Entretanto uma série
de discussões vão-se desenrolar entre os três habitantes da casa, sendo que o
filme parece culminarem duas amargas e psicologicamente violentas discussões. A
primeira bastante mais ténue que a segunda, é entre Aydin e sua amarga e
infeliz irmã, que o critica na sua posição de superioridade moral, apesar de
ela também parecer padecer de tais problemas. Aí apercebemo-nos, ou pelo menos
eu me apercebi, da condição destes seres ociosos, sem nada para fazer a não ser
exercer a sua superioridade uns sobre os outros e criar ideias de si mesmos que
os apaziguem. Se os aristocratas ociosos de Chordelos de Laclos enchiam as suas
vidas ociosas e paradas com intrigas e com perversidade, estas personagens
ricas de Ceylan parecem recorrer à moral e à caridade.
Falando então dessa
caridade. Há que referir a discussão entre marido e mulher que funciona como um
choque sísmico no filme, destruindo qualquer ilusão de felicidade ou de paz
psicológica e mental dentro do universo miserabilista do filme. Será a caridade
apenas um artifício deliberada ou inconscientemente criada de modo a
conseguirmos viver com a nossa consciência? Uma consequência de um invariável
egoísmo? Será a moralidade apenas uma criação de modo a nos sentirmos
superiores sobre outros? Será a caridade, um modo de preenchermos algum vazio
na nossa vida, apenas algo para abafar os gritos de uma consciência egoísta?

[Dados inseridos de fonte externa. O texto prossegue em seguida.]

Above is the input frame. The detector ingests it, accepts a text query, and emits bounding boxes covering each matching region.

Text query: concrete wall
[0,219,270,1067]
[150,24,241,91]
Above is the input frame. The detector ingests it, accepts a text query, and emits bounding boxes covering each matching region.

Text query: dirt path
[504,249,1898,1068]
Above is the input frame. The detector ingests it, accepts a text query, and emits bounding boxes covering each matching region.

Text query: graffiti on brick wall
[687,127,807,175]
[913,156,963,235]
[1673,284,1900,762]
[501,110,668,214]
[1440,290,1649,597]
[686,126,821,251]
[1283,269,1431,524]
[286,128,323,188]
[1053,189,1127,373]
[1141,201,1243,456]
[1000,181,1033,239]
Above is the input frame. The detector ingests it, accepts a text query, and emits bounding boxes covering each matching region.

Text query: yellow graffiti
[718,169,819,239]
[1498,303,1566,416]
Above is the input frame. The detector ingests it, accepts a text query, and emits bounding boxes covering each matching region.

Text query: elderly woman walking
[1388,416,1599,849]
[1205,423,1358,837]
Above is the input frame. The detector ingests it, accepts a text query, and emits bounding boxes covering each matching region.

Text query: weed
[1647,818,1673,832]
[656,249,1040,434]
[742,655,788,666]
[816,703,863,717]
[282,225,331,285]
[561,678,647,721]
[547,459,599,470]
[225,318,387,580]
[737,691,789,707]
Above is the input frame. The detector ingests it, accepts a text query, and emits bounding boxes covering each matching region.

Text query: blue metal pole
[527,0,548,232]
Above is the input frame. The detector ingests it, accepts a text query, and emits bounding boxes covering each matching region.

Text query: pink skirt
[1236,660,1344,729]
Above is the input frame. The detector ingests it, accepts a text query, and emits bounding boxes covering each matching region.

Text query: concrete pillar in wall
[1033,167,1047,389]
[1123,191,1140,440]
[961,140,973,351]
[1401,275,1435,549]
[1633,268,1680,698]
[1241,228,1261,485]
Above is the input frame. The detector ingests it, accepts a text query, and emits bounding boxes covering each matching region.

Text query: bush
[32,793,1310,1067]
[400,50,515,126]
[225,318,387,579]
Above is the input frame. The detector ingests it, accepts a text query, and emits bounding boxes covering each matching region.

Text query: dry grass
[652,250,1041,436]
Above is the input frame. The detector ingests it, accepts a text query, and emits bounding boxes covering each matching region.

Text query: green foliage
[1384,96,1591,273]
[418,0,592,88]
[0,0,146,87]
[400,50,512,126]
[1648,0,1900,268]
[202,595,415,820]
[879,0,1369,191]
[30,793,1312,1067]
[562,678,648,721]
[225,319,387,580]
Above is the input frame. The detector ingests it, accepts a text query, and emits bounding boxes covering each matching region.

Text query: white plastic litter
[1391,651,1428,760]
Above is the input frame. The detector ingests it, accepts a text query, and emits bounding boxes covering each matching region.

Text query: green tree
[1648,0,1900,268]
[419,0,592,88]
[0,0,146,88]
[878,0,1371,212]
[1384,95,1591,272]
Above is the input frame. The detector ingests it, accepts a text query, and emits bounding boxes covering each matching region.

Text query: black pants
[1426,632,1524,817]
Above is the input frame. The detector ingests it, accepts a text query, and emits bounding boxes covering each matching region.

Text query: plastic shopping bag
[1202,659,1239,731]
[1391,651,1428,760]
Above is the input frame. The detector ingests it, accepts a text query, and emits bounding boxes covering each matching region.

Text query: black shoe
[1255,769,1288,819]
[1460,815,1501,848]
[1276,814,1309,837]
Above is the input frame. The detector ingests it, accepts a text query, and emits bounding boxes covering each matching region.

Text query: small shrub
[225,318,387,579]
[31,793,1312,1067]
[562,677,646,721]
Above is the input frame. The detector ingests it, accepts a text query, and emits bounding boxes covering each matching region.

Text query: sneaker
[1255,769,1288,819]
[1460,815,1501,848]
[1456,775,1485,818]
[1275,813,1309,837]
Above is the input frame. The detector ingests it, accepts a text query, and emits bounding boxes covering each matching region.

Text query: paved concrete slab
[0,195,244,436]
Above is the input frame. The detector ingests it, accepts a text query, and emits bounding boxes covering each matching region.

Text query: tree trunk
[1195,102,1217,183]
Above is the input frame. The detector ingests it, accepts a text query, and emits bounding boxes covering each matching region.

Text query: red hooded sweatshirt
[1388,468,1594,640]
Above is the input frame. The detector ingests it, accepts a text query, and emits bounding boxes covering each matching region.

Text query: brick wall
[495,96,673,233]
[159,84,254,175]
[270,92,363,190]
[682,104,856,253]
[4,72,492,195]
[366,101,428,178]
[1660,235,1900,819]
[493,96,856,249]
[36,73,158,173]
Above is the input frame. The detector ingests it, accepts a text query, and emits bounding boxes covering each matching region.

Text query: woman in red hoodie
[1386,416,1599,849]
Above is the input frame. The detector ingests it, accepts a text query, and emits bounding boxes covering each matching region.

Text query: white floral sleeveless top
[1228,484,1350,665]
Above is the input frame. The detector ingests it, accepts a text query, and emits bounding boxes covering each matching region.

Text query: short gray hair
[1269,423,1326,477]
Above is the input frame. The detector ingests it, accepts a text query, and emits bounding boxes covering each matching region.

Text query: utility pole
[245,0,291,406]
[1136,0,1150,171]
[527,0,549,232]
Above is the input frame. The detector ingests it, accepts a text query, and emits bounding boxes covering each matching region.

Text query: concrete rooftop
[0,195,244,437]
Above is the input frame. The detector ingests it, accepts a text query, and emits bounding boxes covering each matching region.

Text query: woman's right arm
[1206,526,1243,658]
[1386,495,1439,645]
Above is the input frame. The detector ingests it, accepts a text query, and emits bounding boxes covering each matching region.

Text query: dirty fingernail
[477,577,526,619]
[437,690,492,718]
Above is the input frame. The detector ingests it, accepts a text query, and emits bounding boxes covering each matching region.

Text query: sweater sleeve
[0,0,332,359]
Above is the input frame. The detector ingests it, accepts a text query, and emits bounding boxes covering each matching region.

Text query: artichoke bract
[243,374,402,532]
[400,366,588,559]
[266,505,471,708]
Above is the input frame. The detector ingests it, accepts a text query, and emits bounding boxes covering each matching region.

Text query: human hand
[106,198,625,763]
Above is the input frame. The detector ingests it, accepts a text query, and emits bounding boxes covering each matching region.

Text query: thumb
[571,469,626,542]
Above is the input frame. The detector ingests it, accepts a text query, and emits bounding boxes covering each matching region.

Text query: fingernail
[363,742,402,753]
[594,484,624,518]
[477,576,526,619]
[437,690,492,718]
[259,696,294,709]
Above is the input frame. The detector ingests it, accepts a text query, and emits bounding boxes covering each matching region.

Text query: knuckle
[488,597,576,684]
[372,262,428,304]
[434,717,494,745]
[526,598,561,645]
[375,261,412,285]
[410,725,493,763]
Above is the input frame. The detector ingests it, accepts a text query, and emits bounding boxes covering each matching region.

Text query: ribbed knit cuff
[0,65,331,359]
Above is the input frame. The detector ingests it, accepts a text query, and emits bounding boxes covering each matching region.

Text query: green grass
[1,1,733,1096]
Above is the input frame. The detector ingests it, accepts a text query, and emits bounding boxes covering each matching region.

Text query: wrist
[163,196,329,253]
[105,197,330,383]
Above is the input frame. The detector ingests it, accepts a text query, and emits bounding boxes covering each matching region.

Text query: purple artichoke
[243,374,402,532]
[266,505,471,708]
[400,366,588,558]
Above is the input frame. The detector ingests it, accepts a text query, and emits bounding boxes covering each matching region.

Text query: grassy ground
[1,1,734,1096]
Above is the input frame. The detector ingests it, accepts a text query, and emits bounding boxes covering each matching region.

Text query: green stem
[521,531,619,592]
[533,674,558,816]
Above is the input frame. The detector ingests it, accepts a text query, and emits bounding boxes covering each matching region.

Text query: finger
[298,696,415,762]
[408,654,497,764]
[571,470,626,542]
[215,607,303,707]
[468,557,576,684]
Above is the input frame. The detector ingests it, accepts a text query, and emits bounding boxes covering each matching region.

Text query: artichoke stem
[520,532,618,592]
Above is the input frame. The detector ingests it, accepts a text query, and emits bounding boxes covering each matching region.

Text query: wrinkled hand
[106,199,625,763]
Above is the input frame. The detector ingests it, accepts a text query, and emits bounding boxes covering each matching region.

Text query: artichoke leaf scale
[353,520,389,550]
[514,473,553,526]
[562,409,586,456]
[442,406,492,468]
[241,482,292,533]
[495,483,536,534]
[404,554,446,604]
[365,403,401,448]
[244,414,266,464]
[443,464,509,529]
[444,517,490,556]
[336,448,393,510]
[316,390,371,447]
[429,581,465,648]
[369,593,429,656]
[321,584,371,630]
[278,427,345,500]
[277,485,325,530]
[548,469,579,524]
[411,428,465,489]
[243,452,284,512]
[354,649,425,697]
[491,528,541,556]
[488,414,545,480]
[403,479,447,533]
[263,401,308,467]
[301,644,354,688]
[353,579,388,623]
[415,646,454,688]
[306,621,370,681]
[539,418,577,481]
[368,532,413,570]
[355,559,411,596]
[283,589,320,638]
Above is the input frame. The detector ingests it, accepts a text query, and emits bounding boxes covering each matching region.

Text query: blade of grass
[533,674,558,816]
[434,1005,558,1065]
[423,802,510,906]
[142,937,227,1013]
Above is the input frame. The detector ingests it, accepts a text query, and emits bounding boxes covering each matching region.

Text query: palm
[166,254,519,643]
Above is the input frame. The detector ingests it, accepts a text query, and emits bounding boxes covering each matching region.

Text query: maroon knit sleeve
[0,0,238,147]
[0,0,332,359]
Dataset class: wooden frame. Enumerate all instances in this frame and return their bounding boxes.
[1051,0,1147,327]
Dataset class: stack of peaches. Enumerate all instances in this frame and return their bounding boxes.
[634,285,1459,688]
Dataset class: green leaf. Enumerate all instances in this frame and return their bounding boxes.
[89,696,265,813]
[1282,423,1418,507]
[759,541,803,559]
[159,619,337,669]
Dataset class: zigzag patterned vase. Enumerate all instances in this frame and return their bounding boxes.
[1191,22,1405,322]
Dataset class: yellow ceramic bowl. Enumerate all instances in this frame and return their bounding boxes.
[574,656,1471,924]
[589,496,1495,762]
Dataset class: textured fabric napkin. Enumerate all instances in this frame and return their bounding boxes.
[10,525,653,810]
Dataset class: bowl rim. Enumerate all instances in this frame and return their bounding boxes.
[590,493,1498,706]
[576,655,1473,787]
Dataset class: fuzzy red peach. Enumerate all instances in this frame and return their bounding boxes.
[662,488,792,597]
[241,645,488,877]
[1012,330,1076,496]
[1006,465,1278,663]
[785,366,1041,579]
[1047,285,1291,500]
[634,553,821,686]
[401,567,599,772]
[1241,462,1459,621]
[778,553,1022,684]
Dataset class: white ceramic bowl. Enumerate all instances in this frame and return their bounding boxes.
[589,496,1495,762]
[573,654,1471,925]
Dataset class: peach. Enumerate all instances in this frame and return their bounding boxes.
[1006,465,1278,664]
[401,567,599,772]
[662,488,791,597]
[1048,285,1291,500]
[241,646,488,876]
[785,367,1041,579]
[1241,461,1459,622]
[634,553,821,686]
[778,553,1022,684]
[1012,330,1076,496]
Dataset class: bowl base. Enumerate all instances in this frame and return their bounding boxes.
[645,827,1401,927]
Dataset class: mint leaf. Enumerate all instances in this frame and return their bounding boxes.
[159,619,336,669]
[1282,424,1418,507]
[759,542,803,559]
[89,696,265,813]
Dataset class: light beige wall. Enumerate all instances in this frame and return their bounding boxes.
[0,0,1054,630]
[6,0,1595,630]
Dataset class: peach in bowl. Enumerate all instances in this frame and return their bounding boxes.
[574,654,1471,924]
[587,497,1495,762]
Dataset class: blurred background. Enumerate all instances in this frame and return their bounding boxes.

Será que usamos a moralidade, a ética, a cultura, como elementos de separação,
como modo de nos impormos sobre outros indivíduos que nos parecem inferiores em
relação a esses aspetos?
Ceylan parece
responder em afirmativo a todas estas questões, criando uma negra visão de uma
humanidade deficiente, onde a esperança da empatia e da compaixão humana
parecem fúteis e criações vazias no seu artifício. Tudo isto principalmente
exposto em duas cenas. A primeira, a discussão acima referida, uma devastadora
confrontação entre marido e mulher, onde Aydin, com um tom constante de
superioridade intelectual e paternalista vai, talvez inadvertidamente,
destruindo a ultima coisa que a mulher tinha para lhe encher o vazio da vida. O
projeto de caridade de Nihal, que acaba por nos parecer revelado no seu egoísmo
e ausência de caridade apenas com o propósito de caridade.
A outra cena em que
isto parece enfaticamente exposto, é um encontro entre três homens, sendo Aydin
um deles, completamente bêbados e caídos de qualquer estatuto de superficial
superioridade. Entram numa discussão de ética e moral, explorando
explicitamente as temáticas do filme, quase que as ridicularizando no modo como
as reduzem à discussão desajeitada de três velhos embriagados.
Não vou explorar
muito mais do filme, incluindo uma visita, um tanto ou quanto inesperada de
Nihal à família da criança do início do filme. O desfecho desta visita é
previsivelmente catastrófico, se bem que nunca saindo de um registo de sombria
quietude sonora e de movimento. Sendo que encerramos esse encontro com planos
da face acusatória no seu desespero do miúdo, e de um plano de Nihal, em
lágrimas, completamente perdida e sem qualquer ilusão de sentido na sua vida.
Há que dizer que este
não é um filme sem defeitos. Já falei na desmesurada duração e na possível
repetição persistente dos mesmos temas e mensagens. Gostaria também de referir
o modo como o realizador parece variadas vezes recorrer a imagens de uma
natureza animal, chegando mesmo à inegável crueldade animal, assim como a
outras imagens de claro simbolismo, e que me parecem um pouco desnecessárias no
modo como destoam violentamente do resto do filme, chegando quase a lugares
comuns que me parecem desapropriados a tão moralmente complexo filme.
Como um apelo a uma
humanidade em extinção ou como uma ode fúnebre a um mundo miserável onde
nenhuma empatia ou humanidade existe, o filme é um moderado triunfo. Encerra
com um devastador uso de voz-off, o único no filme. Palavras nunca ditas de
marido a mulher, ambos acabando o filme sozinhos, mas presos um ao outro na sua
solidão. Ambos afogados numa ilusão de companhia, numa tentativa de não se
permitirem a cair no vazio das suas vidas, nessa paisagem invernal, que encerra
o filme em todo o seu devastador desespero visual.